A few practical tips that show up repeatedly in the best examples of chi-square test examples in genetics:

• Check sample size: Very small counts (especially expected counts < 5) can make chi-square unreliable; exact tests (like Fisher’s) may be better.
• Define hypotheses carefully: You must be clear about the expected ratio or model before you calculate χ².
• Look beyond the p-value: In genetics, the pattern of which classes deviate (e.g., too few homozygous mutants) often tells the biological story.

For statistical background, many university biostatistics notes (for example, from major U.S. universities like Harvard or state schools) walk through these tests in a genetics context.

FAQ: Common questions about chi-square test examples in genetics

Q1. What are some standard examples of chi-square test examples in genetics used in teaching?
Common classroom examples include Mendelian monohybrid and dihybrid crosses (3:1 and 9:3:3:1 ratios), testing a 1:2:1 genotypic ratio, and simple sex-linked traits with 1:1 expectations in sons.
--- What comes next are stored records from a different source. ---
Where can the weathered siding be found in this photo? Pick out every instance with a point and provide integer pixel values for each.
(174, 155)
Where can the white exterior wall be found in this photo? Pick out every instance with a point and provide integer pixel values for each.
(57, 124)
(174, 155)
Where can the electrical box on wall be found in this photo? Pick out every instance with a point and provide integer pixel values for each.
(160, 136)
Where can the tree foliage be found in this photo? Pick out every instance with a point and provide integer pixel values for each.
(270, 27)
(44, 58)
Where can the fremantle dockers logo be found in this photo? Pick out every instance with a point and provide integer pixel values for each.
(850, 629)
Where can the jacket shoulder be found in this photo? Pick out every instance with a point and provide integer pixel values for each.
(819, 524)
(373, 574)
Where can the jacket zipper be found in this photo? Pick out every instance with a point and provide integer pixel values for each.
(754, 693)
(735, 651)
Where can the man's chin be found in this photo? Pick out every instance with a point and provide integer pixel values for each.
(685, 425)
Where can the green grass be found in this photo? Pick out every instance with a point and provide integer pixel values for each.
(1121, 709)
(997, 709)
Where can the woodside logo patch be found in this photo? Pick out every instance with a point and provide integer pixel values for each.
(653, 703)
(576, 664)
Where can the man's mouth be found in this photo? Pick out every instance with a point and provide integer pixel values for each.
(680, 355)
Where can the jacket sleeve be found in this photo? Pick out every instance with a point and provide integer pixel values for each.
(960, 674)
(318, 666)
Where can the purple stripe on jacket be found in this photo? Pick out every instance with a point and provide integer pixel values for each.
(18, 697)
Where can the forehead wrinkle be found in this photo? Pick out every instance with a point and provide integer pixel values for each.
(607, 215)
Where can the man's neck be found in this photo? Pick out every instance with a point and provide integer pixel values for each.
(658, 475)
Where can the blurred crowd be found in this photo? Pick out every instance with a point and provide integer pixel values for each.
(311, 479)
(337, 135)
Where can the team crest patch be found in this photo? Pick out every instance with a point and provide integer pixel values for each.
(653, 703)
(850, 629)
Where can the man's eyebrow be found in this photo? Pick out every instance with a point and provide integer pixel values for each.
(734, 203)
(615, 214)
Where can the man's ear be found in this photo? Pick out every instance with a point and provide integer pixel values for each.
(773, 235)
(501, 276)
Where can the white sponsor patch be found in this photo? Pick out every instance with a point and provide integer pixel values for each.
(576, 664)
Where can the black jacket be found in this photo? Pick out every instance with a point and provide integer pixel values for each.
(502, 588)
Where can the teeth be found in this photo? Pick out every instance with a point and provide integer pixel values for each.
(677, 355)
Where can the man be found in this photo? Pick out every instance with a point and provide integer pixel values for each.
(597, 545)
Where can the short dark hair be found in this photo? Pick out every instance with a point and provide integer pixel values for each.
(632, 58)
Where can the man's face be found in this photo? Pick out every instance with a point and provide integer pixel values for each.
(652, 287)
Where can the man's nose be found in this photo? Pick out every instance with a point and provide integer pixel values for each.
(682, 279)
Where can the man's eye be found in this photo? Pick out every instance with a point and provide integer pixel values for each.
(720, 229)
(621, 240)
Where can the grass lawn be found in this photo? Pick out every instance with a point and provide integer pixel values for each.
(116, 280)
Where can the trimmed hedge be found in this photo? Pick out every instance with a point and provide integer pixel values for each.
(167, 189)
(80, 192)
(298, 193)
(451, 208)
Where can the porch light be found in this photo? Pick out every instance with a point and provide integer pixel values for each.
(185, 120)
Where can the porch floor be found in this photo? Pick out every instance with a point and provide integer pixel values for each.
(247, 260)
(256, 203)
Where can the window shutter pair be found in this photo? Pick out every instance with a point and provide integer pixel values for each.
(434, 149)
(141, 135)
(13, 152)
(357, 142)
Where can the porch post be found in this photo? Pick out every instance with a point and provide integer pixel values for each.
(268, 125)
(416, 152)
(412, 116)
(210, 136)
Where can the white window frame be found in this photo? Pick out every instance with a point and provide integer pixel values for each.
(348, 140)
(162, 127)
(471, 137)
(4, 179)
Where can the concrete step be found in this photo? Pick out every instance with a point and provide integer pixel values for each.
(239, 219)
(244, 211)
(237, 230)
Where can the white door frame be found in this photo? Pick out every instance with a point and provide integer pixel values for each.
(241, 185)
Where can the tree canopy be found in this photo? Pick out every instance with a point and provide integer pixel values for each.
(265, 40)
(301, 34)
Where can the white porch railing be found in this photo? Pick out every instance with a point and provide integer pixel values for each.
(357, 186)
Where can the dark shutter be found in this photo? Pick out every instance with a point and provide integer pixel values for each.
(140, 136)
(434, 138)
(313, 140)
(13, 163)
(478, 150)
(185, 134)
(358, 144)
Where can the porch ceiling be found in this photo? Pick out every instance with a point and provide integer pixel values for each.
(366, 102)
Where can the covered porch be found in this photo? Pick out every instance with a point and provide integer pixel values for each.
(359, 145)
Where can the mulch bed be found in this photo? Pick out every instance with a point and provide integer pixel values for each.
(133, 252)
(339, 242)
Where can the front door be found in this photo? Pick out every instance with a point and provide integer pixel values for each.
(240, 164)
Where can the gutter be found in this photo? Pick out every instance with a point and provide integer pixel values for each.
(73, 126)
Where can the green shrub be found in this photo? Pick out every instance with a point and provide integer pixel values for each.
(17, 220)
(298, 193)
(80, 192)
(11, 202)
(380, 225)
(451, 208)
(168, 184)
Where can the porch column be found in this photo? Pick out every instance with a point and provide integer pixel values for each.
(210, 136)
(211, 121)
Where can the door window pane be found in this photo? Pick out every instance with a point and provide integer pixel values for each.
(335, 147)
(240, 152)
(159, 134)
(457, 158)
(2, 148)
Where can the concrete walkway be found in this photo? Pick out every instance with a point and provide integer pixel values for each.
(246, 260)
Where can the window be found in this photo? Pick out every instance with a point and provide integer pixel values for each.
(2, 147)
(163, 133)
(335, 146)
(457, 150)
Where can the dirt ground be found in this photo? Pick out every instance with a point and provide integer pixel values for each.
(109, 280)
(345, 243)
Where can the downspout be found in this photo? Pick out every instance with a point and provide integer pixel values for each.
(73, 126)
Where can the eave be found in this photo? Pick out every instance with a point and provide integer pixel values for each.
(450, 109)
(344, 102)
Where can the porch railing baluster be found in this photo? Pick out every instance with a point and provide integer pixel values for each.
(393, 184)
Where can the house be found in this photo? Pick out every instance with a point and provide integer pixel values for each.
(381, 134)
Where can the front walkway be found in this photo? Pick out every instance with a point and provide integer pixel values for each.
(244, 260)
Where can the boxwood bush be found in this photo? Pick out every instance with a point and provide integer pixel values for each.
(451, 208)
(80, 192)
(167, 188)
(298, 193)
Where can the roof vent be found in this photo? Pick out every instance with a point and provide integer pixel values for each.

These are the best examples for building intuition before moving on to blood groups, Hardy–Weinberg equilibrium, and linkage mapping.

Q2. Can you give an example of using chi-square for human disease genetics?
Yes. A typical example of a chi-square test in human genetics is a case–control study of a candidate gene variant. You compare allele or genotype counts between patients and healthy controls using a chi-square test of independence. A significant result suggests the variant is associated with disease risk, which can then be followed up with larger studies or functional experiments.

Q3. How are chi-square tests used in modern genomics, not just Mendel-style problems?
Modern genomics uses chi-square logic in genome-wide association studies (GWAS), transmission ratio distortion analyses, and large-scale quality control checks (for example, testing whether genotype frequencies match Hardy–Weinberg expectations in control samples). The datasets are huge, but the core idea—comparing observed and expected counts—remains the same.

Q4. When should I avoid using a chi-square test in genetics?
If expected counts in any category are very small (often below 5), the chi-square approximation can be unreliable. In that case, exact tests like Fisher’s exact test are preferred. Also, chi-square does not handle continuous traits directly; for quantitative traits (like height), you’d typically use regression or ANOVA instead.

Q5. Where can I learn more about genetic examples that use chi-square tests?
Authoritative sources include the National Human Genome Research Institute, the NIH Genetic and Rare Diseases Information Center, and genetics and biostatistics courses from major universities. Many of these resources walk through real examples of chi-square test applications in both classical and modern genetics.